Practical Guidance for Nigerian Businesses and Investors

For Nigerian importers and manufacturers with dollar obligations: Start with the OTC NSOFF product through your commercial bank. Document your import transactions properly, then approach your bank’s treasury desk and ask about NSOFF contracts that match your payment tenors. This is the most immediate and accessible way to hedge naira devaluation risk using the FMDQ infrastructure.

For Nigerian pension fund administrators: FGN Bond Futures on the FMDQ ETD market are your most relevant product — they allow you to hedge the interest rate risk on your FGN bond portfolio without selling the bonds themselves. Engage with an FMDQ-registered dealing member to understand margin requirements and position limits.

For Nigerian banks and financial institutions: Both OTC and ETD products are relevant — OTC products for client-facing derivatives transactions backed by trade flows, and ETD products for portfolio hedging and interest rate management on your bond and loan books.

For Nigerian asset managers: FGN Bond Futures provide an efficient tool for managing portfolio duration. Monitor FMDQ’s product development pipeline closely — equity and commodity futures on FMDQ will create new portfolio construction and risk management opportunities as they launch.

For foreign investors in Nigeria: NSOFFs are your primary tool for managing naira/dollar exposure on Nigerian investments. Work with a Nigerian authorized dealer bank to establish the appropriate documentation framework for your investment structure.

Conclusion

FMDQ has transformed Nigeria’s financial market infrastructure over the past decade — creating a regulated, transparent, and increasingly sophisticated derivatives marketplace that serves the risk management needs of Nigeria’s businesses, investors, and institutions.

FMDQ Group has evolved from an OTC market to Africa’s first vertically integrated financial market infrastructure group, with FMDQ Clear having cleared approximately $67 billion in derivatives contracts.

The naira’s float in 2023 was a turning point — it created the market conditions (genuine FX price discovery and volatility) that make derivatives genuinely necessary for Nigerian businesses, and simultaneously accelerated the growth and development of FMDQ’s derivatives franchise.
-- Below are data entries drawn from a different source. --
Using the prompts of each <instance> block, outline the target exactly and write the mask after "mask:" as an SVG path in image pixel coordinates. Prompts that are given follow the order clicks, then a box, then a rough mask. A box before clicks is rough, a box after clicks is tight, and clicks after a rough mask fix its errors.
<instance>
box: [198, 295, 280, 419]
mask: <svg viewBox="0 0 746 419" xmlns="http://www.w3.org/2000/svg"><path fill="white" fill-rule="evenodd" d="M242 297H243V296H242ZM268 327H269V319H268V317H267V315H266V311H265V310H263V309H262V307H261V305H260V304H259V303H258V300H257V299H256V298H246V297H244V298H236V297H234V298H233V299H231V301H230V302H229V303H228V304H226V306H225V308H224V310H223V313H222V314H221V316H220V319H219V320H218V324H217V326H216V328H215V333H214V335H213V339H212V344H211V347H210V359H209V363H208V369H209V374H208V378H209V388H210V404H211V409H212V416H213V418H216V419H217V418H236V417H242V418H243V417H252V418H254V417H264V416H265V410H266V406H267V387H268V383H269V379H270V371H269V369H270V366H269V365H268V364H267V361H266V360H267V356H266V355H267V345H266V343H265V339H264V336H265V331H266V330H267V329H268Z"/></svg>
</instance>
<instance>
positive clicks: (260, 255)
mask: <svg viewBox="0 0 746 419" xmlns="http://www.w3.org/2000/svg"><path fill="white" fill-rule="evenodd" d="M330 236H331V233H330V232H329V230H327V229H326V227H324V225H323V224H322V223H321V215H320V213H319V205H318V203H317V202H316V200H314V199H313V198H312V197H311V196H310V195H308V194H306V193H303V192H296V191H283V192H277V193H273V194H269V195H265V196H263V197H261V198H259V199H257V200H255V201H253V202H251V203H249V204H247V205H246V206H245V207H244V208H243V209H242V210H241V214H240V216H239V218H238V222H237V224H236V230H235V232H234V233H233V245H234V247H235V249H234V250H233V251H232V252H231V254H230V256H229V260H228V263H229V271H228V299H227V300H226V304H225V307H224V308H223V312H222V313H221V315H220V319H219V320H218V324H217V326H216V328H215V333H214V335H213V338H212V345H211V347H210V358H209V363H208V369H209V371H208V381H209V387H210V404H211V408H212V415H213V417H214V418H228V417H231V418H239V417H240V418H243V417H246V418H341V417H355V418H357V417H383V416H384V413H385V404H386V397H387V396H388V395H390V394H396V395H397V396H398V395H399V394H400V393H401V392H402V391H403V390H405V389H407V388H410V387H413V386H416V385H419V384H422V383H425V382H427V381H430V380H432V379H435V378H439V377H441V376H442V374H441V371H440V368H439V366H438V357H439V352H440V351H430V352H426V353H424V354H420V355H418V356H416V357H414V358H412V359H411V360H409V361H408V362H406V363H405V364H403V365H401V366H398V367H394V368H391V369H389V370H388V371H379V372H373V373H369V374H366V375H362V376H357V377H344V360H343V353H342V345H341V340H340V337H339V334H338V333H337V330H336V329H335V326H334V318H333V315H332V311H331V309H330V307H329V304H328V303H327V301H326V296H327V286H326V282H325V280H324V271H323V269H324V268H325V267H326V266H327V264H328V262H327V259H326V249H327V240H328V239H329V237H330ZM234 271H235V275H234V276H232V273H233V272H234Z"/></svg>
With the ISA 2025 providing a comprehensive legal framework, the ETD market expanding its product range, and Nigeria’s corporate sector becoming increasingly sophisticated in its use of risk management tools, FMDQ’s derivatives market is poised for continued rapid growth.

For Nigerian businesses, investors, and finance professionals, understanding how FMDQ derivatives work — what products exist, how they are cleared, who regulates them, and how to access them — is no longer optional knowledge. Financial literacy is essential for operating effectively in Nigeria’s evolving financial markets.


Disclaimer: This article is for educational and informational purposes only and does not constitute financial or investment advice. Derivatives trading involves significant risk of loss. Always conduct your own due diligence and consult a qualified financial advisor before entering into any derivatives transaction.